Together with “the often bitter medicine of the truth,” the church – as mother and teacher – offers people “the soothing remedy of prayer, almsgiving and fasting,” the pope said in his message for Lent, which began for Latin-rite Catholics on Feb. 14, Ash Wednesday.
Released at the Vatican Feb. 6, the pope’s message looked at Jesus’ apocalyptic discourse to the disciples on the Mount of Olives, warning them of the many signs and calamities that will signal the end of time and the coming of the Son of Man.
Titled, “Because of the increase of evildoing, the love of many will grow cold” (Mt. 24:12), the papal message echoes Jesus’ caution against the external enemies of false prophets and deceit, and the internal dangers of selfishness, greed and a lack of love.
So many of God’s children, he wrote, are: “mesmerized by momentary pleasures, mistaking them for true happiness”; enchanted by money’s illusion, “which only makes them slaves to profit and petty interests”; and convinced they are autonomous and “sufficient unto themselves, and end up entrapped by loneliness!”
The pope asked people to examine their hearts to see “if we are falling prey to the lies of these false prophets” and to learn to look at things more closely, “beneath the surface,” and recognize that what comes from God is life-giving and leaves “a good and lasting mark on our hearts.”
“False prophets can also be ‘charlatans,’ who offer easy and immediate solutions to suffering that soon prove utterly useless,” he wrote. People can be trapped by the allure of drugs, “disposable relationships,” easy, but dishonest gains as well as “virtual,” but ultimately meaningless relationships, he wrote.
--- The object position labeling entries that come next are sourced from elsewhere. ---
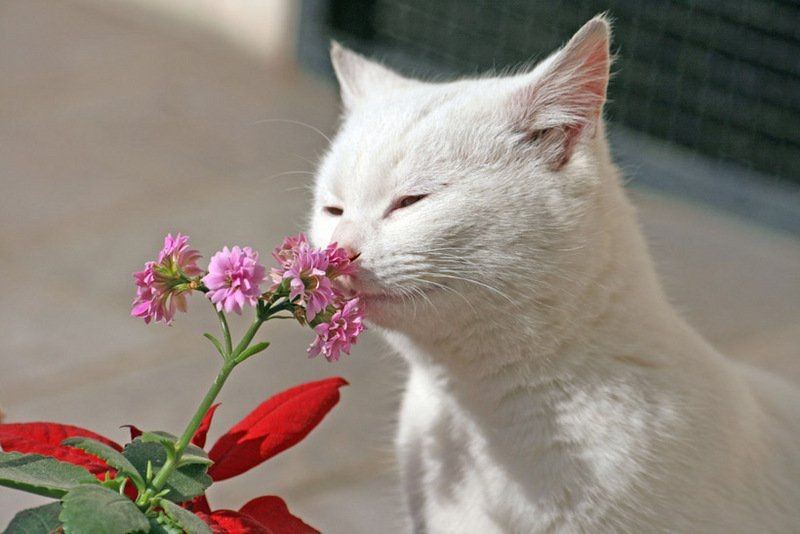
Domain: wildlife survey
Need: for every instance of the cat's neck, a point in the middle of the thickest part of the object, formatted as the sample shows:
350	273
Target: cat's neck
593	337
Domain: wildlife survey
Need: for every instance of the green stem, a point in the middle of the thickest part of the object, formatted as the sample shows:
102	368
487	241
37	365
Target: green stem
248	337
226	332
230	363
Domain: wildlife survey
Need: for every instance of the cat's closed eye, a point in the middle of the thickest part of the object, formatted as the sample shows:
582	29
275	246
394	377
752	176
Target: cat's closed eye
406	201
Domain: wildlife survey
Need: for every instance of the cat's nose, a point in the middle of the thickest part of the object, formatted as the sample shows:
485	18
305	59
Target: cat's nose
349	236
352	253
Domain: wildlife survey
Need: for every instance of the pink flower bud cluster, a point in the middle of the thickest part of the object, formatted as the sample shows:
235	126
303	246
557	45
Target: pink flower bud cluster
309	272
304	277
159	291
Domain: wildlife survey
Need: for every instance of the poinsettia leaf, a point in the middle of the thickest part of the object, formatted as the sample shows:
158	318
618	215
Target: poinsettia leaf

“These swindlers, in peddling things that have no real value, rob people of all that is most precious: dignity, freedom and the ability to love,” the message said.
Christians also need to look for any signs that their love for God and others has started to dim or grow cold, the pope said.
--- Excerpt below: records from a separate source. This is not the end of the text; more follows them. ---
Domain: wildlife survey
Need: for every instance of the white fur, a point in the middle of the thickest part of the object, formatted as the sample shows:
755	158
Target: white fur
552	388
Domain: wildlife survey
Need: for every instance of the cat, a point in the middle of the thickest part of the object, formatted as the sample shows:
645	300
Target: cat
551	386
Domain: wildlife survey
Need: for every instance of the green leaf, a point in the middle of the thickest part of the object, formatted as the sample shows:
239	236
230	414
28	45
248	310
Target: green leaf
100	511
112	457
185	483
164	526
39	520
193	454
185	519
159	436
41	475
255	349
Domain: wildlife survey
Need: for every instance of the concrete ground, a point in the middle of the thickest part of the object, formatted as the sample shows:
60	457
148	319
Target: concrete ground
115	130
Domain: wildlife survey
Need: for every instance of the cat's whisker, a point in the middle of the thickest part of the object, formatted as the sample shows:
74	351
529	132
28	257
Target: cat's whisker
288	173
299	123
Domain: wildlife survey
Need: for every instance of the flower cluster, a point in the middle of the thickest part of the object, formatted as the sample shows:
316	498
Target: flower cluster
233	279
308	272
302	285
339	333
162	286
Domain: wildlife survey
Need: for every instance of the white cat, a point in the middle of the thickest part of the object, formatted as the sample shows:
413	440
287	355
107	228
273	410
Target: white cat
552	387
Greed for money is a major red flag, he wrote, because it is the “root of all evil” and soon leads to a rejection of God and his peace.
“All this leads to violence against anyone we think is a threat to our own ‘certainties’: the unborn child, the elderly and infirm, the migrant, the foreigner among us, or our neighbor who does not live up to our expectations,” the pope wrote.
Another sign of love turned cold is the problem of pollution, he said, which causes creation to become poisoned by waste, “discarded out of carelessness or selfishness.”
Whole communities, he said, also can show signs of a cold lack of love wherever there is selfish sloth, sterile pessimism, the temptation to become isolated, constant internal fighting and a “worldly mentality that makes us concerned only for appearances, and thus lessens our missionary zeal.”
The remedy for these ills can be strengthened during Lent with prayer, almsgiving and fasting, he wrote.
Praying more enables “our hearts to root out our secret lies and forms of self-deception, and then to find the consolation God offers,” he said in his message.
“Almsgiving sets us free from greed and helps us to regard our neighbor as a brother or sister,” it said.
Finally, “fasting weakens our tendency to violence; it disarms us and becomes an important opportunity for growth,” he said, while also letting people feel what it must be like for those who struggle to survive.
It also “expresses our own spiritual hunger and thirst for life in God. Fasting wakes us up. It makes us more attentive to God and our neighbor,” he wrote, and “revives our desire to obey God, who alone is capable of satisfying our hunger.”